The ideal world is one where people are inspired by the creativity of others, without transgressing cultural and moral codes, while providing proper acknowledgement and compensation for the use of cultural symbols, art forms, and practices of the non-dominant culture. There is nothing immoral about Elvis Presley being inspired by the black gospel singers he heard growing up, and wanting to play rock 'n' roll music as a result. What is immoral is that white musicians, from Elvis to the Beatles, were able to capitalize on music made by black musicians, while black musicians watched them getting rich performing covers of their songs. There is nothing immoral about Led Zeppelin being influenced by American blues; what's immoral is that the band was notorious for not giving credit to its influences, whether it was Joan Baez or Willie Dixon. Cultural appropriation does not occur in a vacuum. The act of cultural appropriation is tethered to institutions, organizations, and ideologies which cater to the privileged classes at the expense of minority and oppressed communities. It's why young, white, suburban males can embrace hip-hop culture's clothing, music, and mannerisms without being exposed to the racist ideologies and brutality inflicted upon black males in urban spaces.

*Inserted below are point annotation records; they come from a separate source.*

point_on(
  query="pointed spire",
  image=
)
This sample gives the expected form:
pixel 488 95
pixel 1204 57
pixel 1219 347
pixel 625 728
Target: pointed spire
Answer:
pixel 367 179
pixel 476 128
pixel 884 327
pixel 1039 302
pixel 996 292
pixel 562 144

This is why black women were outraged when Kim Kardashian posted selfies on Snapchat and Instagram wearing "Bo Derek" braids. (Derek, of course, was the poster girl for cultural appropriation when she appeared in the 1979 movie 10 wearing pleated and braided cornrows, a hairstyle worn by the Fulani women of West Africa. White women have copied Derek's look ever since.) It's not that every white girl who braids her hair is guilty of cultural appropriation. That's a ridiculous assertion. It's that Kardashian, as a wealthy white woman with influence and power, used her privileged position to flaunt not her Fulani braids, but her "Bo Derek" braids. It might seem trivial to complain about Kardashian's braids (or bindi, or kimono), and it would be if black and Asian women received the same opportunities as white women in American society. But when a woman with almost 200 million Instagram followers exploits African, Japanese, and Indian culture to play dress-up for 'Likes,' she sends a message to all of her followers that the accoutrement of non-dominant cultures only has value when it appears on a white woman. Kim Kardashian's cultural appropriation is not on the same abhorrent level as that of the Cleveland Indians or Washington Redskins. Some examples of cultural appropriation, like borrowing musical ideas or cooking techniques, are more benign, or at least less exploitative or harmful, than others. The tragedy is that those truly guilty of exploiting others' culture for personal gain have no interest in understanding why cultural appropriation is so harmful. As Kardashian clapped back to her critics, "Hi, can I get zero fucks please, thanks."